La megafonía, mejor dicho, la inexistencia de una megafonía apropiada, evitó que la gran mayoría de los manifestantes del pasado domingo se llevaran una buena decepción con ocasión de la lectura del manifiesto final. La contradicción entre los eslóganes de los participantes y el contenido del documento fue clamorosa. Allí donde la marea amarilla veía presos políticos, el manifiesto se limitó a denunciar la existencia de dirigentes políticos presos; donde los cientos de miles de convocados intuyen la república, el texto defendía el autogobierno y las competencias de la Generalitat y frente a la aclamación de Carles Puigdemont como presidente, los lectores del documento reclamaban la urgente elección de un presidente y la formación de un gobierno.

Los peajes de la transversalidad son evidentes, exigen formulaciones genéricas y huyen de las formulaciones más discutibles. Por no citarse, no se citó ni tan solo la famosa resolución de la ONU que, según el discurso habitual del presidente del Parlament, aplicaría medidas cautelares al estado por su vulneración de los derechos de los procesados en prisión preventiva. En su lugar, una frase más canónica: “la justicia debe respetar las resoluciones judiciales de los tribunales y organismos internacionales respecto de los derechos fundamentales civiles”.

La calle movilizada convierte cualquier concentración en una exhibición de fuerza del independentismo

Mientras los organizadores intentaron un encaje de bolillos para no desairar a los sindicatos de clase, CCOO y UGT, y a los Comunes que acudieron a la cita de la ANC y Òmnium, los participantes fueron a la suya, lógicamente. El objetivo oficial era exhibir el carácter transversal de la defensa de la democracia y los derechos políticos de los procesados por el juez Llarena. Para eso se creó el Espai Democràcia i Convivència, una especie de repetición del Pacte Nacional pel Referèndum, de base más amplia al estricto movimiento independentista, sin embargo, la calle movilizada convierte cualquier concentración en una exhibición de fuerza del independentismo.

Las dos docenas de senyeres situadas estratégicamente en las primeras filas, tras la pancarta, no fueron suficientes para compensar los miles de estelades traídas de casa por los manifestantes. Así, la imagen de transversalidad que hubiera debido fundamentar la presencia de la bandera de Cataluña quedó en nada, limitada al contenido del manifiesto. El amarillo de los lazos y camisetas, la imagen de la batalla contra el encarcelamiento de los dirigentes soberanistas, se impuso inequívocamente y sus consignas, también. El esfuerzo de los Comuns en sus intentos de subrayar la transversalidad de esta reivindicación siempre queda ahogada por la fuerza movilizadora de la ANC.   

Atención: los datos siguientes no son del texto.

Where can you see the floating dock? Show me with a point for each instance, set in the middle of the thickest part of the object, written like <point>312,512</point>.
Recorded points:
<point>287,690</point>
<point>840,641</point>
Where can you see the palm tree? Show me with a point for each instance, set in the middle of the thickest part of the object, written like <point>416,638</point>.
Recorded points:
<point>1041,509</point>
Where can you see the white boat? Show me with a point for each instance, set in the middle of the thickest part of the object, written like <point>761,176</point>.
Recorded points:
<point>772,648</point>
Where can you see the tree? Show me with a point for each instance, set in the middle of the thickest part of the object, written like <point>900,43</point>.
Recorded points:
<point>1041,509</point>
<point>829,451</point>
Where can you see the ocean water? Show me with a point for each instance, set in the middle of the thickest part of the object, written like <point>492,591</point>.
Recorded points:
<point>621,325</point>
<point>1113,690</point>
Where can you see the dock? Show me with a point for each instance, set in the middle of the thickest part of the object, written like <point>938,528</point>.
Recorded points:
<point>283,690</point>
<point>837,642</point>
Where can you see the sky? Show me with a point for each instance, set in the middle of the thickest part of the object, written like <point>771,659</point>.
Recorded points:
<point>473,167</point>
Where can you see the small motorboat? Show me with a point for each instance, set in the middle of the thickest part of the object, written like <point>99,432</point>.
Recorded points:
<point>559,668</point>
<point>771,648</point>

A los Comuns les pasa lo que le sucedió al PSC en la última manifestación catalanista a la que acudieron, en 2010

En aquella ocasión, el propio presidente de la Generalitat, Josep Montilla, presidió una pancarta que decía “Som una nació. Nosaltres decidim”. En aquellos días, los socialistas catalanes militaban en la idea de la libre decisión de los catalanes para aprobar en referéndum su estatuto que acaba de ser vapuleado por el Tribunal Constitucional. Aquella convocatoria se convirtió para su sorpresa en la primera gran manifestación de carácter independentista y no precisamente de forma espontánea. El PSC no ha vuelto, a pesar de que la literalidad del manifiesto no le incomodaría en exceso, salvo tal vez la referencia al 155. De todas maneras, les sigue pasando lo mismo con las convocatorias unionistas a las que acude con Ciudadanos y PP, que siempre acaban revolviéndose contra sus intereses.